Does Azure AI search store data? ›

Where does Azure AI Search store customer data? It stores your data in the geography (Geo) where your service is deployed. Microsoft might replicate your data within the same geo for high availability and durability.

What is the main advantage of using Azure OpenAI services? ›

Azure OpenAI Service offers pricing based on both Pay-As-You-Go and Provisioned Throughput Units (PTUs). Pay-As-You-Go allows you to pay for the resources you consume, making it flexible for variable workloads.

What is vector in Azure OpenAI? ›

Vector search is an approach in information retrieval that supports indexing and query execution over numeric representations of content.

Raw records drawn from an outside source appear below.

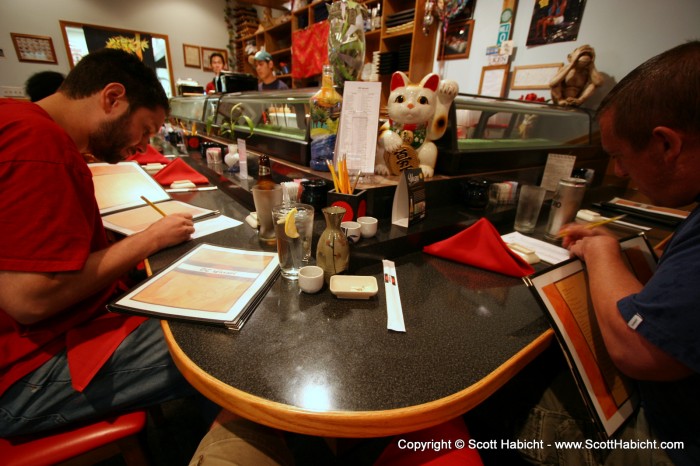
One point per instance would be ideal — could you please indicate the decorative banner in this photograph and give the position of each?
(555, 21)
(448, 9)
(507, 17)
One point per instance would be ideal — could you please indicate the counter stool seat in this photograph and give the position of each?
(84, 444)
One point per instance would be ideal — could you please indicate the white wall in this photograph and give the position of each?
(198, 22)
(624, 33)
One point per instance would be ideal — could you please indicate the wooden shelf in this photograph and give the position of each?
(422, 46)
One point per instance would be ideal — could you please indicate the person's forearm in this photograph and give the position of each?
(610, 280)
(32, 297)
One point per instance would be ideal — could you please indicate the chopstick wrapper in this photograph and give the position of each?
(394, 312)
(481, 246)
(178, 170)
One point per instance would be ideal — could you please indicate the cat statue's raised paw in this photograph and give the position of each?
(417, 116)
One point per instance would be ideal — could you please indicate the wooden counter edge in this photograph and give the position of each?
(352, 424)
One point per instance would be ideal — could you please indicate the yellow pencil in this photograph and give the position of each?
(335, 178)
(597, 224)
(354, 185)
(154, 206)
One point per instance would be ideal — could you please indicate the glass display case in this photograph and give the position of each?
(279, 120)
(188, 108)
(486, 133)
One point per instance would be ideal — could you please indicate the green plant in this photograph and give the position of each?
(209, 123)
(237, 113)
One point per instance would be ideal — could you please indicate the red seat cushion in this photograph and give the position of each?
(66, 444)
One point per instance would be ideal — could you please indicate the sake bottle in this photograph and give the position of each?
(325, 106)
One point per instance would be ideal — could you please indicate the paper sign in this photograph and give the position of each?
(558, 166)
(242, 159)
(359, 122)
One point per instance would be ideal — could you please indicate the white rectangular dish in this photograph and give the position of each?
(353, 286)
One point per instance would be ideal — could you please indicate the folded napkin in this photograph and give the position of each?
(481, 246)
(150, 156)
(178, 170)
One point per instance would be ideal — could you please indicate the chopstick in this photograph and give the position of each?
(596, 224)
(154, 206)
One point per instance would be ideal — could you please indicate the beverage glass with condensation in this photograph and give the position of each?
(293, 240)
(529, 205)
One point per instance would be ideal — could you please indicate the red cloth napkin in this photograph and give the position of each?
(481, 246)
(178, 170)
(150, 156)
(91, 345)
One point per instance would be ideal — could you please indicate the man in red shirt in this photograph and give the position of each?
(63, 357)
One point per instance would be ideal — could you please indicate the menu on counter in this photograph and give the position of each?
(209, 284)
(359, 123)
(118, 190)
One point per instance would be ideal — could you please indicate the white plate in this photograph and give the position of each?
(353, 286)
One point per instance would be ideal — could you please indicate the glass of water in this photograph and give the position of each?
(294, 234)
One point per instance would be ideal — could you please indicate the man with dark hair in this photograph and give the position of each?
(63, 357)
(650, 126)
(43, 84)
(265, 68)
(218, 84)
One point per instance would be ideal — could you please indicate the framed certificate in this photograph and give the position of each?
(34, 49)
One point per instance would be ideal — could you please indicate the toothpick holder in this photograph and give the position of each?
(355, 204)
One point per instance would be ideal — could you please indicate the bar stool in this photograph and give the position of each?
(86, 444)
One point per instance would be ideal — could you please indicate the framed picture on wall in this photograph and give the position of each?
(193, 55)
(34, 49)
(534, 76)
(206, 53)
(493, 80)
(457, 40)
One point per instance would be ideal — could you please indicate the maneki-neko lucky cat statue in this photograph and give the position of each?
(417, 116)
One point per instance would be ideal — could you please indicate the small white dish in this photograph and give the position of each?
(351, 230)
(311, 279)
(353, 286)
(368, 226)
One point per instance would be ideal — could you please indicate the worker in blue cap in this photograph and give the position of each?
(264, 67)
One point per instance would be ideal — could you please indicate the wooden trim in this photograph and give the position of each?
(352, 424)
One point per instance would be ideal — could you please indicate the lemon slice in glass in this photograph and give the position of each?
(290, 227)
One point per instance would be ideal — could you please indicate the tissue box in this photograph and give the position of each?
(355, 204)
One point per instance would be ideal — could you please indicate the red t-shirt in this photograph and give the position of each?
(50, 222)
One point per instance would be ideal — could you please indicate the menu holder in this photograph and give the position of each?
(662, 215)
(118, 190)
(409, 198)
(563, 291)
(209, 284)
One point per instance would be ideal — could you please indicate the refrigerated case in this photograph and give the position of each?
(486, 133)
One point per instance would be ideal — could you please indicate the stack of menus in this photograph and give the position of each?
(118, 190)
(210, 284)
(563, 291)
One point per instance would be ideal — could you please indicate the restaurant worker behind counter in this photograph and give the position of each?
(650, 126)
(63, 357)
(265, 68)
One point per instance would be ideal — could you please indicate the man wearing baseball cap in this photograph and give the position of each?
(264, 66)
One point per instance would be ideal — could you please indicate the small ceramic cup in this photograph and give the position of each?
(310, 279)
(368, 226)
(351, 230)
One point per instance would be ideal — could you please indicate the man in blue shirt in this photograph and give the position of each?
(650, 126)
(265, 66)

What is vector data in AI? ›

A vector database is a collection of data stored as mathematical representations. Vector databases make it easier for machine learning models to remember previous inputs, allowing machine learning to be used to power search, recommendations, and text generation use-cases.

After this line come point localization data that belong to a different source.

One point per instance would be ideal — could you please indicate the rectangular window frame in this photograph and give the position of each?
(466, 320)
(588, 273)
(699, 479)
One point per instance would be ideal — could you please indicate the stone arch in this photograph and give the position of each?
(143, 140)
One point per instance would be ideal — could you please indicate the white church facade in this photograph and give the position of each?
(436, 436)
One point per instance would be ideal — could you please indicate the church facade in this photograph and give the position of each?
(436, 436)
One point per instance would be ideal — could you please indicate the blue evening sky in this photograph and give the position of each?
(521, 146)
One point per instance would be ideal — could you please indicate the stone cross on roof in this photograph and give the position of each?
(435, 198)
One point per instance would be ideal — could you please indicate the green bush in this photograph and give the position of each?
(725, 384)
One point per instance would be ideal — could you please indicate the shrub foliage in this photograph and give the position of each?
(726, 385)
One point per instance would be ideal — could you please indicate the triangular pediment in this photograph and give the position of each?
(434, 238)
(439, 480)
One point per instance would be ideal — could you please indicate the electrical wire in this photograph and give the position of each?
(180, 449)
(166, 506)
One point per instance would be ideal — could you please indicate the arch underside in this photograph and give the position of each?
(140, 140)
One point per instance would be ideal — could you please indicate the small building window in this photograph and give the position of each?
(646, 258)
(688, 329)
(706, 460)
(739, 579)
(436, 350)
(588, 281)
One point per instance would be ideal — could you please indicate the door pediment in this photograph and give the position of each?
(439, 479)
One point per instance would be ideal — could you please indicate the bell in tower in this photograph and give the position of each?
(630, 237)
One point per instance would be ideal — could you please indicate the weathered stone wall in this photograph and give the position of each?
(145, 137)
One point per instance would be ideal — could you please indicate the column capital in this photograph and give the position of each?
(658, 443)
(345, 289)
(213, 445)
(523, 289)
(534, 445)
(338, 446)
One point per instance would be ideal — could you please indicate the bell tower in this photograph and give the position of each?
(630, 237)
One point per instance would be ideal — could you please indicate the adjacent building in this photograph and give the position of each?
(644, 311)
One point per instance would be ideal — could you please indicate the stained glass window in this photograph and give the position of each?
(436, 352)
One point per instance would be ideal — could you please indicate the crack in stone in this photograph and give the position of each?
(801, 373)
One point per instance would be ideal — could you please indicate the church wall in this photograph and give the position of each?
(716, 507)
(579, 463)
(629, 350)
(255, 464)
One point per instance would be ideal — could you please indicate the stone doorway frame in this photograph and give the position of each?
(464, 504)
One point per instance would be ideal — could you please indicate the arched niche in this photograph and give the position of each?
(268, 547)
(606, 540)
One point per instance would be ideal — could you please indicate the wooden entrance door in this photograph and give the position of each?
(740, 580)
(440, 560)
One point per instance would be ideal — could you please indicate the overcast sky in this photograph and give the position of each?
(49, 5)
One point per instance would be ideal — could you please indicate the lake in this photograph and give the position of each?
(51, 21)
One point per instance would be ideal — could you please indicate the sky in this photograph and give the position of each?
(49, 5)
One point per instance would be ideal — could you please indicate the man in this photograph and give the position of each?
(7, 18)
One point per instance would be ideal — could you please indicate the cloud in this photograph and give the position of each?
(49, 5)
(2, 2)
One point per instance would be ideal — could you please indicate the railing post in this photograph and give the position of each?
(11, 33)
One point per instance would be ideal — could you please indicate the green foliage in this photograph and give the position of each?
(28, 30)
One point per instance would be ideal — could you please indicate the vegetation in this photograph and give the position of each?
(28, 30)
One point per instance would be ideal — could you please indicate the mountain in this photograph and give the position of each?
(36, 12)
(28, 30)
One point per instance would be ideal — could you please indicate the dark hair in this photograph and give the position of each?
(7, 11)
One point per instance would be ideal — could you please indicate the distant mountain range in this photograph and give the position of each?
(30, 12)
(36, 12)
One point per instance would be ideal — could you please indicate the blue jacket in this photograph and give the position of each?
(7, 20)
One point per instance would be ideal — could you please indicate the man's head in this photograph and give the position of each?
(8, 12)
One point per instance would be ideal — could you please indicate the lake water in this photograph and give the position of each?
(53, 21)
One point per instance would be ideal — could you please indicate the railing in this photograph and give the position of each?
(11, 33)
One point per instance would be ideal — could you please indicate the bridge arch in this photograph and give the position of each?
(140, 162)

What is vector file in AI? ›

A vector graphics file is an image that can be made infinitely large or small without losing quality. Common vector file types include . AI (Adobe Illustrator), . EPS (Encapsulated Postscript), and . SVG (Scalable Vector Graphics).

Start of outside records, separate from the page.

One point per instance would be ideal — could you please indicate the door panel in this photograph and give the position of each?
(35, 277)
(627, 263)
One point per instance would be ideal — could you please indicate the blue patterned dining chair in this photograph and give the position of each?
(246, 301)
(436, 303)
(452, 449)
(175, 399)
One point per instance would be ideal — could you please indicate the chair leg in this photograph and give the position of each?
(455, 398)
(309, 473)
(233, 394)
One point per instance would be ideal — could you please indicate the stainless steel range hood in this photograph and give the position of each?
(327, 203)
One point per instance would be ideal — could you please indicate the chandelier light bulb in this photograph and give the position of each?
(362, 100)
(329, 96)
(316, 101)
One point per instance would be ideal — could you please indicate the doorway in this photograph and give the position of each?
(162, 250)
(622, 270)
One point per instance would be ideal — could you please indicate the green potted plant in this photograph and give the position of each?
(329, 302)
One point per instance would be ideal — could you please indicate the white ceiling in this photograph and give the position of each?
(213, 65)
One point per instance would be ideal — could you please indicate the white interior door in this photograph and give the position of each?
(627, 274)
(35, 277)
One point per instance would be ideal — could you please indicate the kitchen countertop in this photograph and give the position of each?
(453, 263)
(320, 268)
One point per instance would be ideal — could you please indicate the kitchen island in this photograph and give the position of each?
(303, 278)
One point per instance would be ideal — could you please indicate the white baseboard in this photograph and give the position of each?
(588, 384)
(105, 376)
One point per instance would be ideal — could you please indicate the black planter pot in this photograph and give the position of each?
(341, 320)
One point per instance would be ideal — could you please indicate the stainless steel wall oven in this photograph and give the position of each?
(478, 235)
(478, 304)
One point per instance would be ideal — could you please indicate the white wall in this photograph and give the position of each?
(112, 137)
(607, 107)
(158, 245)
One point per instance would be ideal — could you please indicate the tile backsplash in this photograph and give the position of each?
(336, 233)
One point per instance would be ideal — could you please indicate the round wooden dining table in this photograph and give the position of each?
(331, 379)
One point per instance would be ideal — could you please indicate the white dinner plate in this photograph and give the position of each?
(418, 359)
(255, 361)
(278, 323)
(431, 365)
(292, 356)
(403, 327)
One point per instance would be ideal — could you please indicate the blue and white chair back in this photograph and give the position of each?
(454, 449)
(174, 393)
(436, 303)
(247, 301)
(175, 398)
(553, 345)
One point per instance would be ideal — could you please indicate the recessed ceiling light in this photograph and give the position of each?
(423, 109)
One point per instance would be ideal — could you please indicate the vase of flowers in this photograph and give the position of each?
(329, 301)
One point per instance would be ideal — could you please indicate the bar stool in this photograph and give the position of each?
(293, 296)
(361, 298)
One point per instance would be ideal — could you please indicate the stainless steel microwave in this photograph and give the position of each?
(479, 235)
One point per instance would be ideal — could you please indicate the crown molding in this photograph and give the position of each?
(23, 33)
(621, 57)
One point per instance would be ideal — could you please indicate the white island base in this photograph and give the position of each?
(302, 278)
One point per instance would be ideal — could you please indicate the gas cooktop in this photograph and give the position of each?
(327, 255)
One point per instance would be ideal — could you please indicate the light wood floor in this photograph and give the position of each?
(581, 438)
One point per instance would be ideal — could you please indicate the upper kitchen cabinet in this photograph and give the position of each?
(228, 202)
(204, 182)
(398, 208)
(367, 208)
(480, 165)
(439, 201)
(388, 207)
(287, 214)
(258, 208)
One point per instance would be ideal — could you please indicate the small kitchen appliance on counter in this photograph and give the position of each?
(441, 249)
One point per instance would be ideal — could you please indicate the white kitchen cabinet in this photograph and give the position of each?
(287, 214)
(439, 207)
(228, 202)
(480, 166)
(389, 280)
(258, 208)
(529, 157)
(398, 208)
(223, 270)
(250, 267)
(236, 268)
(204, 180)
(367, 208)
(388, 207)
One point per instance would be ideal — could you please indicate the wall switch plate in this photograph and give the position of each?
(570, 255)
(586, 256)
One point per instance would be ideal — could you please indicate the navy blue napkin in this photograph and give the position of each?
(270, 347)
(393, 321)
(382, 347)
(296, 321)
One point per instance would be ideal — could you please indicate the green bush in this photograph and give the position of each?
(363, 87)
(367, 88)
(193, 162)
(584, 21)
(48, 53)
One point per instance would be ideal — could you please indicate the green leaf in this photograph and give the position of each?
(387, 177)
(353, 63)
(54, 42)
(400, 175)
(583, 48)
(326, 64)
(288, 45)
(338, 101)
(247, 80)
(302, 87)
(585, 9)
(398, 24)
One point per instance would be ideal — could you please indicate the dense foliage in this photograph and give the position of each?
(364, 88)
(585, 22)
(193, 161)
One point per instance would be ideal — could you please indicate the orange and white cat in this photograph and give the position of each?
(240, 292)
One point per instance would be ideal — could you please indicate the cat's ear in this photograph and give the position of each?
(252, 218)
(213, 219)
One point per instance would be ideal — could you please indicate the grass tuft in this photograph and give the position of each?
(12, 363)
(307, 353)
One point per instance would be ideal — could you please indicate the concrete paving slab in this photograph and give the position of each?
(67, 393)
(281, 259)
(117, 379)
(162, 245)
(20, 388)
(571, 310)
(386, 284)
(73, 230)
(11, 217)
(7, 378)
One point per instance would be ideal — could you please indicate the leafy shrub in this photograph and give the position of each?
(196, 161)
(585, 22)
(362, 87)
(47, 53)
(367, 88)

What is vector AI used for? ›

In Computer Science, vector processing refers to the ability to parallelize single-threaded operations such as database query processing. AI-based natural language processing allows non-technical users to formulate data requests using a conversational dialog.

References

Top Articles
Bjc Remote Access
Transcript: Grade 9 and 10 Math Integrated ELD
Menards Thermal Fuse
NOAA: National Oceanic &amp; Atmospheric Administration hiring NOAA Commissioned Officer: Inter-Service Transfer in Spokane Valley, WA | LinkedIn
Duralast Gold Cv Axle
Limp Home Mode Maximum Derate
La connexion à Mon Compte
Poplar | Genus, Description, Major Species, & Facts
Best Cav Commanders Rok
Otr Cross Reference
FIX: Spacebar, Enter, or Backspace Not Working
FAQ: Pressure-Treated Wood
2024 U-Haul ® Truck Rental Review
Drago Funeral Home & Cremation Services Obituaries
Rainfall Map Oklahoma
Lima Funeral Home Bristol Ri Obituaries
Red Devil 9664D Snowblower Manual
Fraction Button On Ti-84 Plus Ce
Air Force Chief Results
Military life insurance and survivor benefits | USAGov
What Are The Symptoms Of A Bad Solenoid Pack E4od?
Valic Eremit
eugene bicycles - craigslist
Mcclendon's Near Me
Ultra Ball Pixelmon
Dell 22 FHD-Computermonitor – E2222H | Dell Deutschland
Big Boobs Indian Photos
Delta Math Login With Google
Craigslist Auburn Al
Meggen Nut
Uno Fall 2023 Calendar
Kiddie Jungle Parma
Bfri Forum
Bursar.okstate.edu
Kaiju Paradise Crafting Recipes
Shnvme Com
Muma Eric Rice San Mateo
Arcadia Lesson Plan | Day 4: Crossword Puzzle | GradeSaver
Austin Automotive Buda
Busch Gardens Wait Times
Keir Starmer looks to Italy on how to stop migrant boats
Mid America Irish Dance Voy
All Characters in Omega Strikers
Tripadvisor Vancouver Restaurants
Sams Gas Price Sanford Fl
2Nd Corinthians 5 Nlt
Nimbleaf Evolution
Quest Diagnostics Mt Morris Appointment
F9 2385
Sam's Club Fountain Valley Gas Prices
Craigslist Psl
Powah: Automating the Energizing Orb - EnigmaticaModpacks/Enigmatica6 GitHub Wiki
Latest Posts
Article information

Author: Frankie Dare

Last Updated:

Views: 6422

Rating: 4.2 / 5 (53 voted)

Reviews: 92% of readers found this page helpful

Author information

Name: Frankie Dare

Birthday: 2000-01-27

Address: Suite 313 45115 Caridad Freeway, Port Barabaraville, MS 66713

Phone: +3769542039359

Job: Sales Manager

Hobby: Baton twirling, Stand-up comedy, Leather crafting, Rugby, tabletop games, Jigsaw puzzles, Air sports

Introduction: My name is Frankie Dare, I am a funny, beautiful, proud, fair, pleasant, cheerful, enthusiastic person who loves writing and wants to share my knowledge and understanding with you.